That was true, but I knew from corporate experience that the grat.i.tude of those further up the hierarchy was unreliable at best.

"Do you have a better idea?"

"I guess not," she sighed.

"Then we have to figure out where we can hire a car. "

"A car? What do you want a car for?"

"To get to Shropshire. It's two hundred miles, near enough. How did you think we were going to get there? I don't think the Underground goes as far as Shrewsbury."

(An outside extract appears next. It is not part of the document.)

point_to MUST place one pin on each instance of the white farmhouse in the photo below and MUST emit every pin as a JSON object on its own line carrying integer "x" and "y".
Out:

My sarcasm bounced off her. "I thought we would walk," she said.

"Walk? If we walk, the ceremony will have been and gone by the time we get back. "

"That depends on which way we walk."

She led the way down the Strand onto Fleet Street. I caught up and walked alongside her.

"You're remarkably sanguine about this for someone who has just decided to take on the Untainted and the High Court."

"You wouldn't understand."

"Try me."

She carried on walking while she thought about it.

"I'm far older than you," she said.

"What's that got to do with it?"

"I've seen a lot of Fey; when they get older they become withdrawn. They hide themselves away from harm. They hold their lives closed so they won't die, horde them like treasure. "

"And?"

"And they atrophy. They're still living but they might as well be dead for the all the difference it makes. I don't want to end up like that. I want to live before I die. "

"So you'll spit in the eye of fate and see what happens."

"Maybe not spit, but I won't hide when fate intervenes. We were meant to discover this. They've been hiding it for centuries and now it's breaking down. If we hadn't discovered it then the barrier would fail and it would all go sour. Now we have a chance to fix it. "

"And the consequences?"

"Let fate decide the consequences." She lifted her chin, determined.

"Fate isn't always kind, even to those she favours."

"That's true where I come from too. You see? We do have something in common."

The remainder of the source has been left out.